The CreateTranscribeAudioRequest method has two optional parameters that may be used to control speech recognition:
- commands - (optional) Comma-separated list of commands for command recognition.
- grammar - (optional) File path of speech recognition grammar for grammar recognition.
- audiofile - (optional) File path of audio file for transcription. Use PutAudioBytes for audio buffers.
- api - (optional) Speech API. Supported APIs include: sapi5, dragon, and msp.
- engine - (optional) Speech engine name, id, or language.
A TranscribeAudioRequest supports the following methods:
- CancelRequest - Cancels the request and removes it.
- PriorityRequest - Schedules the request as the next request to process.
- PutAudioBytes - Sets the source audio for the transcription.
- SetProperty - Sets the engine properties.
- ScheduleRequest - Schedules the request at the end of the queue to be processed.
The CreateSpeakRequest method has four optional parameters that may be used to control speech synthesis:
- text - (required) The text from which to synthesize speech.
- options - (optional) Speech synthesis options.
- outfile - (optional) The file path of where to write the synthesized audio.
- outformat - (optional) The audio output format.
- api - (optional) Speech API. Supported APIs include: sapi5, windowsmedia, msp, acatt, swift, cerevoice.
- engine - (optional) Speech engine name, id, or language.
A SpeakRequest supports the following methods:
- CancelRequest - Cancels the request and removes it.
- GetAudioBytes - Returns the audio bytes from speech synthesis.
- InterruptRequest - Cancels the current request and schedules the request as the next request to process.
- PriorityRequest - Schedules the request as the next request to process.
- SetProperty - Sets the engine properties.
- ScheduleRequest - Schedules the request at the end of the queue to be processed.
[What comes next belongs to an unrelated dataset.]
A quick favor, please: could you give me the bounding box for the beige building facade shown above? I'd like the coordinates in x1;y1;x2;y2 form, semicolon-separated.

Development and Deployment
Speech Manager applications require the Speech Manager library and the applicable SpeechKit Speech API libraries:
- C++Builder, C++, and Delphi applications require the Speech Manager library (CSpeechManager.dll or CSpeechManagerX64.dll) and the applicable SpeechKit Speech API libraries in the same directory as the application .exe.
- Java applications require the chant.speechmanager.jar, speechkit.jar, and chant.shared.jar in the target system Java JRE lib directory and/or ensure the classpath includes the path where the chant.speechmanager.jar, speechkit.jar, and chant.shared.jar libraries are placed on the target system. The Speech Manager library (JSpeechManager.dll or JSpeechManagerX64.dll) and the applicable SpeechKit Speech API libraries must be in the target system Java JRE bin directory.
- C# and VB .NET applications require the assembly libraries Chant.SpeechManager.Windows.dll, Chant.SpeechKit.Windows.dll, and Chant.Shared.Windows.dll embedded in the application or located in the same directory as the application .exe. The Speech Manager library (NSpeechManager.dll or NSpeechManagerX64.dll) must be registered as a COM library on the target system and the applicable SpeechKit Speech API libraries in the same directory as the application .exe.